The results showed that nearly 30% of the horses were lame in hand and over 60% were lame when ridden, with the total proportion of lame horses reaching nearly 80%. This difference may be because some horses showed bilateral lameness when ridden, although the trot was short-stepping but symmetrical when observed in-hand.

The average lameness score was low-grade (2/8), in part reflecting that lameness grading is inaccurate when lameness affects both forelimbs or both hindlimbs. However, the average RHpE score was 8/24 (although some reached as high as a disturbing 15/24). A RHpE score of 8 or more signifies that the horse is likely to be lame or experiencing musculoskeletal pain. There was a positive relationship between lameness severity and the RHpE score.

These results highlight the importance of observing ridden work in any lameness investigation. Recognition that a horse may be non-lame in hand, but lame when ridden, is of vital importance.

Nearly 60% of horses exhibited gait abnormalities in canter, which also highlights the importance of assessing ridden horses in all gaits. Currently, there is no method of objectively measuring gait abnormalities in canter, so it is important to recognize and understand abnormal variations in the gait so that early veterinary intervention can diagnose and manage any problems before they deteriorate or become chronic. In this study, some horses had a symmetric trot but a high RHpE score of more than 8; of these, nearly 75% showed canter abnormalities.

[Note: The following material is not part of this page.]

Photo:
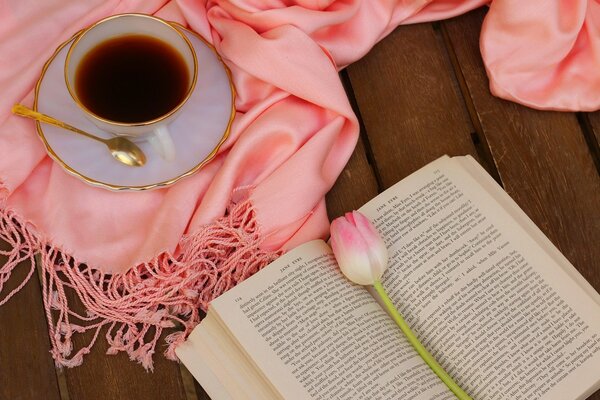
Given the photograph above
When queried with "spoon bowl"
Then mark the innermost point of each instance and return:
(122, 149)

There was a disturbingly high proportion of ill-fitting saddles, with 84% considered likely to impair performance. The most common faults were the tree points being too tight or positioned against the scapulae, pommels too low with insufficient wither clearance, bridging of the panels, and seats tipping backwards.

Adequate clearance under the pommel can be easily checked by the rider, but in 27% of cases the fit was too low. This clearly demonstrates a lack of awareness in a high proportion of riders of even the most basic principles of saddle fitting. Tight tree points, seen in 75% of horses, were significantly associated with higher RHpE scores. This emphasizes the need to assess saddle fit in cases of lameness or poor performance investigation, because it would be impossible to determine other causes of musculoskeletal pain if the saddle was one of the primary sources of discomfort in a ridden horse.